What happened at this stage was a change of relation between father and son. If Hezbollah’s policies were decided in Tehran before and the group was a mere executioner, now the page had turned and it was Hezbollah that made all the decisions. Contrary to common beliefs, all the decisions are now made in Beirut and it is always Hezbollah that has the final word, Iran being only a financial and logistical support. The group’s connection to Iran is predefined at all levels and starts with the Islamic Revolutionary Guards and the office of Iran’s Supreme Leader. That means if there would a problem between Hezbollah and Iranian institutions and organizations, it would be the Supreme Leader’s office that will facilitate and take care of everything.

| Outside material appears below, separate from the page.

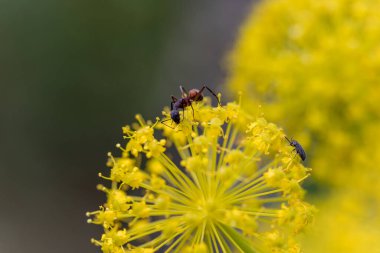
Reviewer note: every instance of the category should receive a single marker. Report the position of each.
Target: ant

Therefore, Lebanon clearly is an exception in Iranian foreign policies. It is not the Iranian foreign ministry who makes decisions when it comes to Lebanon, but Iran’s relation (as an independent state) to the country is being dictated by a Lebanese party/organization, Hezbollah. Whenever it comes to sending off an Iranian ambassador to Beirut, it is the group that has to confirm and approve of the choice. The Iranian ambassador to Lebanon is officially a member of Hezbollah and the Lebanese ambassador in Tehran is also officially a member of Hezbollah. In the same way, the Iranian ambassador (being the official representative of the Iranian president) is not even a part of Hezbollah’s central and deciding core, but is merely a member of their political office.

The Supreme Leader is the main decision-maker when it comes to three things: first the relations with the US and second the nuclear program. The third is Lebanon. He personally sets Iran’s policies towards the country and he lets Hezbollah make all the decisions. The fact that Sayyid Hassan Nasrallah (the Secretary General of the group) is ayatollah Khamenei’s official representative in Lebanon can help understanding the kind of relation between Hezobllah and Iran.

Another example shows this kind of strange relationship. During Hezbollah’s conflicts with the Lebanese government in 2009 (which resulted in a sit-in of the group in central Beirut from October 2006 to June 2008 and the eventual seize of the capital), Iranian foreign minister Manouchehr Mottaki was sent to Beirut. This trip was very important because there were talks of ending the conflict and on the other hand there was the possibility of Lebanon’s nomination to become a member of the United Nation’s Security Council. The Iranian embassy in Beirut made the announcement in a rush, but then Hezbollah showed disapproval of this journey, because the foreign minister was bound to have a meeting with Fouad Siniora, and such a meeting wasn’t in the interests of the group in that time. Iran became a laughing stock in Lebanese media, needing permission from Hezbollah for its foreign minister to travel to Lebanon.

How Hezbollah’s decisions are dictated to Iran, who makes up the body of this organization and the kind of Iranian financial aid to the group are some other important aspects in better understanding this party-government that will follow in future articles.